À 8h 40, au tour de la viande
d'être saisie, toujours à feu pas top vif. J'ai procédé en 2
fois, pour que tous les morceaux y passent (5 minutes à chaque
fois). Ensuite, j'ai remis toute la viande dans la cocotte et
saupoudré de 2 bonnes cuillerées à soupe de farine. J'ai
bien suivi les conseils de Clotilde et remué jusqu'à ce qu'il n'y
ait plus de traces blanches (2 minutes environ). J'ai remis les
légumes, versé la marinade et porté le tout à ébullition.
Chez Clotilde c'est parti pour 3
heures de mijotage sur le feu : c'est là que nos chemins se
séparent et que la MN intervient :
De 9h à 9h 30, j'ai maintenu
l'ébullition à feu doux, à couvert. Ensuite, j'ai placé la
cocotte dans la Marmite Norvégienne. Au bout d'une heure, j'ai
reporté le plat à ébullition et, dernier emprunt à la recette,
j'ai incorporé les lardons ainsi que 4 carreaux de chocolat noir
(20g, à 85%). J'ai maintenu l'ébullition 5 minutes, puis la cocotte
est retournée en MN jusqu'à 11h45 où, pendant que je faisais cuire
les pâtes qui accompagnaient le plat, j'ai laissé mijoter
doucement, histoire de faire un peu réduire la sauce (une dizaine de
minutes).
Verdict : c'était
excellent ! Tout le monde a apprécié et a loué les mérites
de la MN (par expérience, je ne dis rien sur le procédé de
cuisson, j'attends les compliments avant ;-))

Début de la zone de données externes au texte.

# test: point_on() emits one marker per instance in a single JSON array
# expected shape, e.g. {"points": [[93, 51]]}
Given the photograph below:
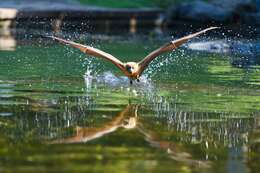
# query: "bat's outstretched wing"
{"points": [[92, 51], [168, 47]]}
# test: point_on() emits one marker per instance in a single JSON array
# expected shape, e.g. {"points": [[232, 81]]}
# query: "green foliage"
{"points": [[130, 3]]}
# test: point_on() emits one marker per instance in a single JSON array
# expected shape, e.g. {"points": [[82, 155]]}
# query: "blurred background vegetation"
{"points": [[131, 3]]}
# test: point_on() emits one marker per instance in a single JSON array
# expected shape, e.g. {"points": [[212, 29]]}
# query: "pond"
{"points": [[61, 110]]}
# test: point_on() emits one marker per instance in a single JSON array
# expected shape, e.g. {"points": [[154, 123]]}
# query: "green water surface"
{"points": [[196, 112]]}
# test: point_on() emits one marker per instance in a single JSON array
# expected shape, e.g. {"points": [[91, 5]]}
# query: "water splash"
{"points": [[108, 79]]}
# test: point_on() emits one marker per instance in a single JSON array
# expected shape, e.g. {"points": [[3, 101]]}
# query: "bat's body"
{"points": [[133, 70]]}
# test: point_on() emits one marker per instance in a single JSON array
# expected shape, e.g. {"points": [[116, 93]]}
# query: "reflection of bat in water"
{"points": [[133, 70], [128, 118]]}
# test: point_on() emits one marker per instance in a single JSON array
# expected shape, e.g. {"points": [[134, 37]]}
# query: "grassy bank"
{"points": [[130, 3]]}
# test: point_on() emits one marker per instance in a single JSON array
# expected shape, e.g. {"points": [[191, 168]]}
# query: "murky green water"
{"points": [[196, 113]]}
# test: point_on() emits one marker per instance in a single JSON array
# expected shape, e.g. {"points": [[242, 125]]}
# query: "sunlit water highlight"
{"points": [[192, 111]]}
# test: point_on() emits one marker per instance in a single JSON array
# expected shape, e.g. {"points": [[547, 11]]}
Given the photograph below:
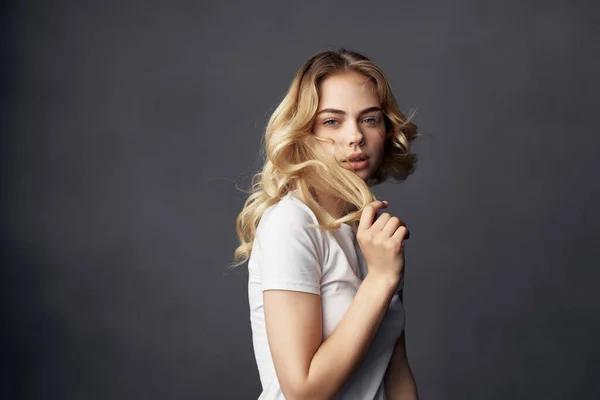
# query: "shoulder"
{"points": [[290, 223], [288, 214]]}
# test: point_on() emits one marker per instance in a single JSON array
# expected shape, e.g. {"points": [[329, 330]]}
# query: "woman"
{"points": [[325, 273]]}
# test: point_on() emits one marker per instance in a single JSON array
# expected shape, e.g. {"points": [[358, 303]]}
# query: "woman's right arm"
{"points": [[308, 368]]}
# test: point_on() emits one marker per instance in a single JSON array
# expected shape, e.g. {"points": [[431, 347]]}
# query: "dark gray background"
{"points": [[126, 127]]}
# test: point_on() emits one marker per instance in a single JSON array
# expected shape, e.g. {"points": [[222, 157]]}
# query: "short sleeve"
{"points": [[290, 251]]}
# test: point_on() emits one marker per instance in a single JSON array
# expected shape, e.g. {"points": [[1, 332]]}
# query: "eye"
{"points": [[371, 121], [330, 122]]}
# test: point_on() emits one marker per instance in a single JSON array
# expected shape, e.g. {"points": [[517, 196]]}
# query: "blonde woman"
{"points": [[325, 271]]}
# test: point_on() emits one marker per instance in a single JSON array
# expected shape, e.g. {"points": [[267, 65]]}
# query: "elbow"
{"points": [[301, 391]]}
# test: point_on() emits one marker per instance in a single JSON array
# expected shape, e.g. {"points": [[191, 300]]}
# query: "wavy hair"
{"points": [[295, 160]]}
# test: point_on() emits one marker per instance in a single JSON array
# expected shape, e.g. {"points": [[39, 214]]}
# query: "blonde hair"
{"points": [[294, 160]]}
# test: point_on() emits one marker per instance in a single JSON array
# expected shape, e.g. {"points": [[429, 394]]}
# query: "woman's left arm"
{"points": [[399, 381]]}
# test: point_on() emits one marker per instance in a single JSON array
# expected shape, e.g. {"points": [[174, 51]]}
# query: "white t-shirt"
{"points": [[288, 255]]}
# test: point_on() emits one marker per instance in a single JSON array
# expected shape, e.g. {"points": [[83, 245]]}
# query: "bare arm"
{"points": [[308, 368], [399, 381]]}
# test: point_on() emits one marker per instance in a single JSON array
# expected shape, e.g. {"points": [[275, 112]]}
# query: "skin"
{"points": [[306, 366]]}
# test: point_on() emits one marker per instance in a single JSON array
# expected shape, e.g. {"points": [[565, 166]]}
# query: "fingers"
{"points": [[392, 224], [368, 214], [401, 233]]}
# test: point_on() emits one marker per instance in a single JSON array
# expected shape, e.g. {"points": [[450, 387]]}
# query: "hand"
{"points": [[381, 241]]}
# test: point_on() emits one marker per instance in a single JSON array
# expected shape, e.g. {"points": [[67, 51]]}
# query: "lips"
{"points": [[355, 157], [357, 161]]}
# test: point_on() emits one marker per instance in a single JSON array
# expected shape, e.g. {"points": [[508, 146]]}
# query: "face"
{"points": [[350, 114]]}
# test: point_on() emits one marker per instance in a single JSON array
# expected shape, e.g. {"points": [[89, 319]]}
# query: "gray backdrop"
{"points": [[126, 127]]}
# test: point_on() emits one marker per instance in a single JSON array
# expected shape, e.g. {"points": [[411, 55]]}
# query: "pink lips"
{"points": [[357, 161]]}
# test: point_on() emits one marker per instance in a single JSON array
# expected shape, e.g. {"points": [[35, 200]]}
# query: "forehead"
{"points": [[347, 91]]}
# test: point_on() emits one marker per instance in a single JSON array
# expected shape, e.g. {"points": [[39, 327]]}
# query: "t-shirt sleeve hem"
{"points": [[290, 285]]}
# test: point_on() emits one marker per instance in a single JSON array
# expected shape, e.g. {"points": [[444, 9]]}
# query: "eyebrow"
{"points": [[335, 111]]}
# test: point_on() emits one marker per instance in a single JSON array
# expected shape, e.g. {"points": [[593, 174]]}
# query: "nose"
{"points": [[355, 136]]}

Donc si l'on compte le temps
passé sur le gaz : cela fait 1 h 30 maxi en tout. On est bien
dans les 50% d'économies des Négawatts et au moins on est sûr que
le plat sera apprécié ! Après, toutes les expériences sont
possibles (mes dernières dix minutes sur le feu peuvent être
zappées par exemple), mais j'estime qu'avant de se lancer dans des
temps de cuisson extrêmement courts, il vaut mieux se contenter de
les réduire déjà de moitié, surtout si l'on n'a pas l'habitude de
se servir de la Marmite Norvégienne et qu'on a des invités
gourmets... Bonnes expériences et bon appétit !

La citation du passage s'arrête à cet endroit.